Tous ces gens qui marchent dans la rue en regardant leur téléphone… Ne risquent-ils pas de se prendre un poteau ou un lampadaire ?
Comme je vous le disais dans le premier épisode de cette série, l’illustratrice Marion Montaigne a eu la brillante idée de mettre en bande dessinée certains de mes travaux dans son ouvrage de vulgarisation “Tu mourras moins bête“.
Voyons tout de suite un nouvel extrait en détails :
Un poteau devant une porte ? Quelle drôle d’idée ! Comment cela pourrait-il aider la foule a passer plus facilement ?
Une vague de piétons
Revenons un peu en arrière… Dans les années 50, le problème de la gestion des flux piétonniers dans les centre-villes devenait de plus en plus préoccupant.

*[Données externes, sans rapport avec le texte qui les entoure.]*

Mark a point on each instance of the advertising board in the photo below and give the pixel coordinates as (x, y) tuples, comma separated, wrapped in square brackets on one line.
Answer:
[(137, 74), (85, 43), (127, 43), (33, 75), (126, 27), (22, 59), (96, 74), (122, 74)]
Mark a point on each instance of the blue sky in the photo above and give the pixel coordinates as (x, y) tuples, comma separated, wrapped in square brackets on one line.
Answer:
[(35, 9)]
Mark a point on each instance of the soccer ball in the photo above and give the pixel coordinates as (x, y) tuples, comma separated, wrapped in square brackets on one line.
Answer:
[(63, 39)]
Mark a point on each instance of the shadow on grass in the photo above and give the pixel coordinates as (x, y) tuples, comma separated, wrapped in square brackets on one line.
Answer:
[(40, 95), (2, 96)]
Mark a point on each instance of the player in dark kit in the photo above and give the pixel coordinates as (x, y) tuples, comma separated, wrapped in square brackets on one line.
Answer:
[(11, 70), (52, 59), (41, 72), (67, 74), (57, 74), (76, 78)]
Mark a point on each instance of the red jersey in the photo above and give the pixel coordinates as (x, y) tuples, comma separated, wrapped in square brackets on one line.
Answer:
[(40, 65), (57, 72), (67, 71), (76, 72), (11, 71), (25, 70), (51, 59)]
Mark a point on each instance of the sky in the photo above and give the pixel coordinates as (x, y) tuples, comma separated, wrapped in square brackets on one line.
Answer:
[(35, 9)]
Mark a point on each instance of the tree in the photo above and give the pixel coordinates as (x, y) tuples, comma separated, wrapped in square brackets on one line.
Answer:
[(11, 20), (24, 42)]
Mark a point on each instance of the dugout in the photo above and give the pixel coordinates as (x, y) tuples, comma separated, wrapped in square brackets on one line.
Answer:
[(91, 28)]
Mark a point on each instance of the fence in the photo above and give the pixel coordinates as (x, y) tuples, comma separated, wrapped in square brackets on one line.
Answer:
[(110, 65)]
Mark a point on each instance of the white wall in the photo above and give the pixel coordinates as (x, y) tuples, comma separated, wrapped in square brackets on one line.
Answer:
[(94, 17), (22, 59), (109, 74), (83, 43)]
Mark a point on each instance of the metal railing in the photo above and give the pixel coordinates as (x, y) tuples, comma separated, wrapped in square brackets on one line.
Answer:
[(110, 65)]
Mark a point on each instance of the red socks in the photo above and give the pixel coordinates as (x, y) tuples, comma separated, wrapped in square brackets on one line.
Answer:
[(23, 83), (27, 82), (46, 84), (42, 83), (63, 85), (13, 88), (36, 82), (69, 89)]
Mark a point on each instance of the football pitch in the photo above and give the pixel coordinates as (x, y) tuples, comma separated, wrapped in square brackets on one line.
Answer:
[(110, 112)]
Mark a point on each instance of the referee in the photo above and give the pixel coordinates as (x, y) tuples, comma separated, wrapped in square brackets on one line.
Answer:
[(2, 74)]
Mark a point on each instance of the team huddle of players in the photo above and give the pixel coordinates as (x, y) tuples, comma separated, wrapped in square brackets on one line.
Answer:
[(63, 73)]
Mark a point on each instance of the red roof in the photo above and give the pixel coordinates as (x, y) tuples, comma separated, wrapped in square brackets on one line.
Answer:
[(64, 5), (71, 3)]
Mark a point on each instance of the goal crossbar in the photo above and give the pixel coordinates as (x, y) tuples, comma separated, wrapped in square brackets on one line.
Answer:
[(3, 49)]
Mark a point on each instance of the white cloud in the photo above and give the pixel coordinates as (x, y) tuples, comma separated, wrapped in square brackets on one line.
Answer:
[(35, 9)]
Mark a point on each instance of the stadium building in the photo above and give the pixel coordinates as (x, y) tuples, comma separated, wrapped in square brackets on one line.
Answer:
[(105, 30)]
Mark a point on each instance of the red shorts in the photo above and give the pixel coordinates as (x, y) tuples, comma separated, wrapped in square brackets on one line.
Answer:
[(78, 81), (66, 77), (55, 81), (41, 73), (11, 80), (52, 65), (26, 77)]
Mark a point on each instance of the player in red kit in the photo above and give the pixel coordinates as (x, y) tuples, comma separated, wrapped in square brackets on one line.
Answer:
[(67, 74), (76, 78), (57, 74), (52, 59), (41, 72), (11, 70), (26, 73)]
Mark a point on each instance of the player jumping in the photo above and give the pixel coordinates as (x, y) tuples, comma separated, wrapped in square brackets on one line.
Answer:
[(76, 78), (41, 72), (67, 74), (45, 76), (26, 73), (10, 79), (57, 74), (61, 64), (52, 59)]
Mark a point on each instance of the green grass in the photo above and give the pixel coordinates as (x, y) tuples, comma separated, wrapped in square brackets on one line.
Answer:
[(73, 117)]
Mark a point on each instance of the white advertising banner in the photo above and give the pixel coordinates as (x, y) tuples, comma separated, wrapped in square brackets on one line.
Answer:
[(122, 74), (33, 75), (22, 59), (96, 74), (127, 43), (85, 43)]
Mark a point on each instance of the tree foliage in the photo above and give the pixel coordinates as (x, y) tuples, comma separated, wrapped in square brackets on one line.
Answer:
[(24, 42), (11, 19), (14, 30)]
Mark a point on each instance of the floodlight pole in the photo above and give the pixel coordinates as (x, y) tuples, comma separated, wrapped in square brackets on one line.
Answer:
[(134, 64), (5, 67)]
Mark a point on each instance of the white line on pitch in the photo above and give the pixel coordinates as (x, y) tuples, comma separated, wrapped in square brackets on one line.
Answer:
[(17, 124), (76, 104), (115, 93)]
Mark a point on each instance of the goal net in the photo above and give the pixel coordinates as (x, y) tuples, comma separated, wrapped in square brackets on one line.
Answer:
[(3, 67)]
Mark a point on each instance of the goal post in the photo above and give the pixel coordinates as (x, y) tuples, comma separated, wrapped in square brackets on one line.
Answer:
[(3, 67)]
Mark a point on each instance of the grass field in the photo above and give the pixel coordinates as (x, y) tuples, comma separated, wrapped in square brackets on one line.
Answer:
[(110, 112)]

Du coup, les scientifiques ont commencé à se pencher sur le problème. Et en 1971, c’est un physicien qui fit avancer les choses… L’australien Leroy Henderson proposa en effet le premier modèle de déplacement de foule. Et sa vision était plutôt étonnante. D’après lui, une foule qui marche de la rue ressemble beaucoup à un liquide qui coule dans un tuyau... D’où son idée d’utiliser la mécanique des fluides pour décrire le mouvement des gens… Après cinq pages de calculs, Henderson parvient à déterminer l’équation qui régit votre déplacement lorsque vous allez faire vos courses de Noël. La voici :
Et aussi incroyable que cela puisse paraître, cela fonctionne plutôt bien !
Depuis Henderson, les techniques de modélisation ont bien évoluées, mais la vision initiale du physicien a fortement marqué la fouloscopie. Aujourd’hui encore, la littérature scientifique est largement dominée par cette perspective “physique” de la foule (plus d’info ici).
C’est un peu compliqué votre histoire, doc… C’est quoi le rapport avec le poteau ?
J’y viens. De foule en aiguille fil en aiguille, cette analogie entre la foule et les liquides a donné aux chercheurs de drôles d’idées… Sur les côtes maritimes, par exemple, nous savons que briser une vague en amont permet d’atténuer son intensité lorsqu’elle atteint le rivage. Par analogie, les physiciens se demandèrent si la même propriété pouvait aussi s’appliquer aux foules… Scinder un flux de piétons quelques mètres avant une sortie pourrait-il permettre de réduire la pression lorsque celui-ci se reforme devant la porte ?
L’idée a d’abord été testée en simulation, sur ordinateur, au milieu des années 1990. Et les résultats confirmèrent l’intuition des physiciens.
Voici par exemple une simulation réalisée par Bertrand Maury, mathématicien à l’université Paris-Sud 11:
Ici, un autre exemple, plus récent. Il s’agit d’une étude qui compare l’effet d’un obstacle en forme de pilier à celui d’un panneau parallèle au mur. Il semblerait que la seconde technique fonctionne encore mieux…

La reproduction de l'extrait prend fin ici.